L’utilizzo del cloud nelle strategie di Data Protection è continuamente cresciuto negli ultimi anni, tanto che oggi il cloud viene visto da molti come un’infrastruttura chiave per l’archiviazione di dati a lungo termine. Secondo una recente statistica, nel 2019 almeno il 61% delle aziende a livello mondiale faceva uso di tecnologie cloud per l’archiviazione di documenti. Un ulteriore 44% di aziende utilizzava questi servizi per il disaster recovery (DRaaS, disaster recovery as-a-service) e la business continuity. Secondo la stessa fonte, la crescita nell’uso del cloud per la data protection sarebbe stata di un 10% medio all’anno nel periodo dal 2016 al 2019, e avrebbe riguardato aziende di tutti i settori e dimensioni.
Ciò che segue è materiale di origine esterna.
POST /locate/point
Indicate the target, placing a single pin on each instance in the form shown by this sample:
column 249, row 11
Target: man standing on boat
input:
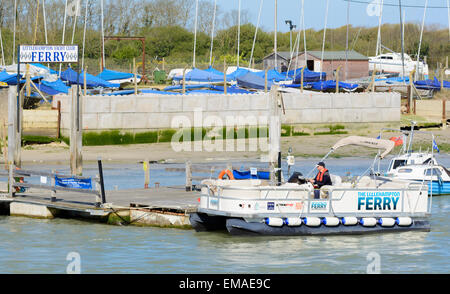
column 322, row 178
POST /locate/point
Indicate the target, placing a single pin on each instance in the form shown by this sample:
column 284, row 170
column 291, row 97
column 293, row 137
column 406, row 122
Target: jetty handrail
column 96, row 185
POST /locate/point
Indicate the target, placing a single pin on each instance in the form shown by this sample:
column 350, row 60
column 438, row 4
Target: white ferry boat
column 391, row 63
column 369, row 204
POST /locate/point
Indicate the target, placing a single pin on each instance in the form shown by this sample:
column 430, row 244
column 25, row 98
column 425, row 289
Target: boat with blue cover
column 367, row 204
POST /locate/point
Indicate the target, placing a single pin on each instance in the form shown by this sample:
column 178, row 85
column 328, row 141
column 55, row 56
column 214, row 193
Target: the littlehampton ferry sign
column 48, row 53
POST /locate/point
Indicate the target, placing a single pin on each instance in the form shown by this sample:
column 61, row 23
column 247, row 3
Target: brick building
column 358, row 64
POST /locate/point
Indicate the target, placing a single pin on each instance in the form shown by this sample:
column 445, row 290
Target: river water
column 48, row 246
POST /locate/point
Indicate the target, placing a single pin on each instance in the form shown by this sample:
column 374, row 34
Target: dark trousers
column 316, row 194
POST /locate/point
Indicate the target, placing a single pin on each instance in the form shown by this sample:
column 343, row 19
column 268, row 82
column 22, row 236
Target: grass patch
column 146, row 137
column 29, row 140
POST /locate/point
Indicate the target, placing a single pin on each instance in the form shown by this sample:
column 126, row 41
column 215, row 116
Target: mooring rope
column 256, row 33
column 212, row 33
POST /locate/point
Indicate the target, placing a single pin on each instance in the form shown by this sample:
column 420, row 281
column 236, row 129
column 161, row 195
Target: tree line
column 168, row 26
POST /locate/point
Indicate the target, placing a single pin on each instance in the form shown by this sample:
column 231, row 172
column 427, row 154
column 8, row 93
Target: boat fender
column 274, row 221
column 349, row 221
column 403, row 221
column 312, row 221
column 226, row 172
column 368, row 221
column 330, row 221
column 386, row 222
column 293, row 221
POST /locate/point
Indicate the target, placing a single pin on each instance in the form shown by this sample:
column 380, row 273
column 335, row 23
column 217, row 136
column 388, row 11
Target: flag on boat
column 435, row 147
column 397, row 140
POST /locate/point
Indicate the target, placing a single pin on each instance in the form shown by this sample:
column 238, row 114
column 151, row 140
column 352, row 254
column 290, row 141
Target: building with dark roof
column 357, row 64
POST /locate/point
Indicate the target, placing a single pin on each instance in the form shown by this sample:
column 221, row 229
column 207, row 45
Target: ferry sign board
column 48, row 53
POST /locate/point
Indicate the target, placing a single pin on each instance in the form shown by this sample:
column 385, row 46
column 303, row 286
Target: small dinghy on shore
column 369, row 204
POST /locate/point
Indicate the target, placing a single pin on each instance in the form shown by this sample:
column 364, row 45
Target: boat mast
column 64, row 32
column 380, row 17
column 239, row 32
column 212, row 33
column 256, row 33
column 103, row 36
column 84, row 34
column 14, row 33
column 275, row 39
column 323, row 42
column 1, row 44
column 346, row 40
column 420, row 42
column 402, row 40
column 195, row 32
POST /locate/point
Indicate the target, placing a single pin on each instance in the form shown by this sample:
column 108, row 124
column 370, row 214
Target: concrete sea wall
column 139, row 113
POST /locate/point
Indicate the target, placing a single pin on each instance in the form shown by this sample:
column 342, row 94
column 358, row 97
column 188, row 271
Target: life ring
column 228, row 173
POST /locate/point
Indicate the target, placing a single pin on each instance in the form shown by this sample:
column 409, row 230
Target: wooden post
column 84, row 82
column 28, row 80
column 5, row 148
column 302, row 77
column 337, row 78
column 225, row 76
column 15, row 118
column 146, row 167
column 444, row 114
column 265, row 80
column 135, row 76
column 58, row 127
column 76, row 131
column 184, row 81
column 274, row 129
column 101, row 182
column 410, row 89
column 52, row 183
column 11, row 180
column 188, row 176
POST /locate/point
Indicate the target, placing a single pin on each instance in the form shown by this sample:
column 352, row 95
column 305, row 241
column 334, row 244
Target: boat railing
column 307, row 200
column 54, row 182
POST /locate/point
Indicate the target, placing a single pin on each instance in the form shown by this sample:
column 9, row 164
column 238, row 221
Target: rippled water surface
column 42, row 246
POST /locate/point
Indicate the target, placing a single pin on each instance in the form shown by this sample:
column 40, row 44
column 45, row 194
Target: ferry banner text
column 48, row 53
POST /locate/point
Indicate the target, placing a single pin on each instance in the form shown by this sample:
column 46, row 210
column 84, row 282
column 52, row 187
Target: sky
column 337, row 16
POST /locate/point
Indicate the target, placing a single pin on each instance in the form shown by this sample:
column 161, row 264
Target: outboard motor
column 298, row 178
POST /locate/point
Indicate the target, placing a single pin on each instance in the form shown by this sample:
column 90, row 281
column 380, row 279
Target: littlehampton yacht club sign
column 48, row 53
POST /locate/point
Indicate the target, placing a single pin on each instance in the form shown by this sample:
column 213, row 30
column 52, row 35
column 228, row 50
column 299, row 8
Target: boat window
column 399, row 163
column 447, row 171
column 435, row 172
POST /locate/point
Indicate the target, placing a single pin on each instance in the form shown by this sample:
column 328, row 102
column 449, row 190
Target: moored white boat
column 370, row 204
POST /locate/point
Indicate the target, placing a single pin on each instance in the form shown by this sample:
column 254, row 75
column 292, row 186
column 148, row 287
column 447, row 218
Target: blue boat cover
column 73, row 183
column 309, row 76
column 239, row 72
column 431, row 84
column 198, row 75
column 7, row 78
column 253, row 81
column 110, row 75
column 45, row 67
column 245, row 175
column 273, row 75
column 91, row 81
column 328, row 85
column 53, row 88
column 214, row 71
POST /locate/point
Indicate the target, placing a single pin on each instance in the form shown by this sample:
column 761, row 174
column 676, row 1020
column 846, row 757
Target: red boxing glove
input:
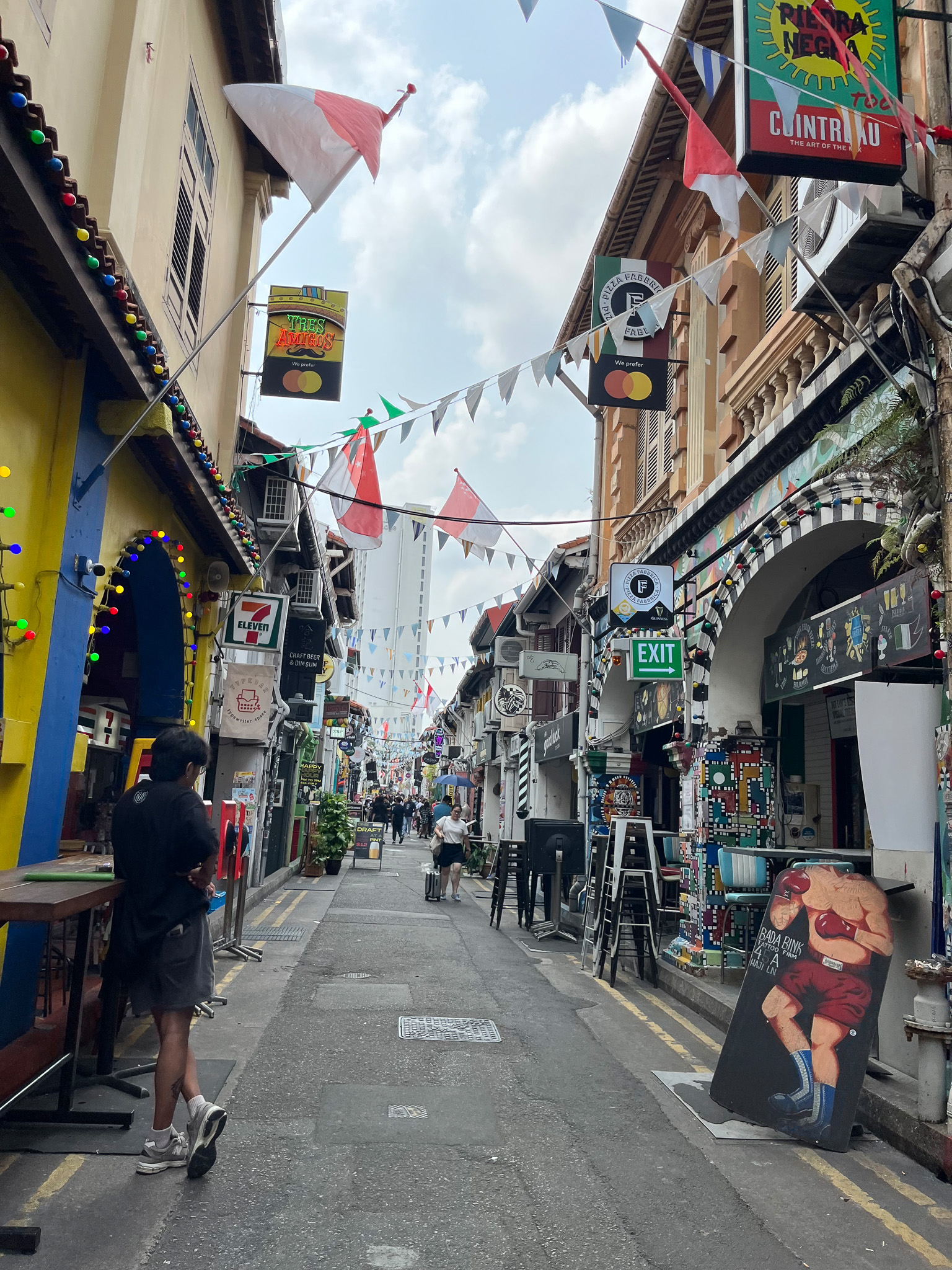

Contemporaneamente però, molti responsabili dell’IT aziendale ritengono che l’uso del cloud continui a rappresentare un rischio di compliance per la propria organizzazione. Quindi se da un lato l’utilizzo del cloud per lo storage di dati non si arresta, anzi, nel periodo della pandemia Covid19 viene sposato da un numero superiore di aziende per far fronte a nuove esigenze di lavoro da remoto e resilienza aziendale, dall’altro lato, è evidente che le nuove norme, imposte da governi e enti di standardizzazione, obbligano tutti a ragionare sul modo più sicuro per archiviare e utilizzare con efficienza e sicurezza grandi moli di informazioni che riguardano ogni parte del business. Così come la produttività delle aziende deve essere salvata, allo stesso tempo, la compliance a norme come GDPR, PCI e altro deve diventare una pratica diffusa per evitare il rischio di incorrere in sanzioni pesanti. Come riporta la figura successiva, le aziende posizionano oggi ai primi posti, come possibili rischi collegati a un cattivo utilizzo del cloud:
- la compliance alle norme
- la difficoltà di integrazione tra risorse in cloud e ambiente IT attuale
- un’eccessiva dipendenza dai provider di servizi cloud.
La percezione del rischio di compliance associato al cloud – grazie a un maggior ricorso a best practice e strumenti di sicurezza – è leggermente diminuita negli ultimi anni, ma si mantiene comunque a un livello elevato: secondo un’indagine del Ponemon Institute, le aziende che ritengono che l’utilizzo del cloud possa aumentare il rischio di compliance è passato dal 61% nel 2015 al 56% nel 2019.
Come siamo arrivati a questa situazione?
Dal punto di vista delle tecnologie messe a disposizione dal cloud per la Data Protection, i progressi fatti negli ultimi anni hanno messo in evidenza alcuni aspetti veramente notevoli:
- da un lato, la possibilità di effettuare un backup diretto da PC e server verso il cloud, sia con collegamenti dedicati sia con linee domestiche, rappresenta oggi una soluzione che semplifica moltissimo le attività rispetto alle precedenti modalità di backup gestite on premise, e si adatta perfettamente a una forza lavoro in gran parte in smart working e solo occasionalmente collegata alla rete corporate;
- dall’altro lato, le stesse applicazioni erogate come SaaS (ambienti di produttività come Office 365, Salesforce, G Suite e altri) fanno oggi ampio utilizzo di backup gestiti direttamente in cloud, e molte organizzazioni si stanno via via abituando a questa modalità di proteggere i dati del SaaS che non va sottovalutata;
- infine, una soluzione che trova sempre maggiore adozione è il Disaster Recovery-as-a-Service cloud-based che rispetto a soluzioni tradizionali, promette un recovery più veloce e livelli inferiori di downtime. Secondo alcune statistiche, gli utenti di DRaaS appaiono in grado di effettuare il recovery delle applicazioni in modo più semplice e veloce.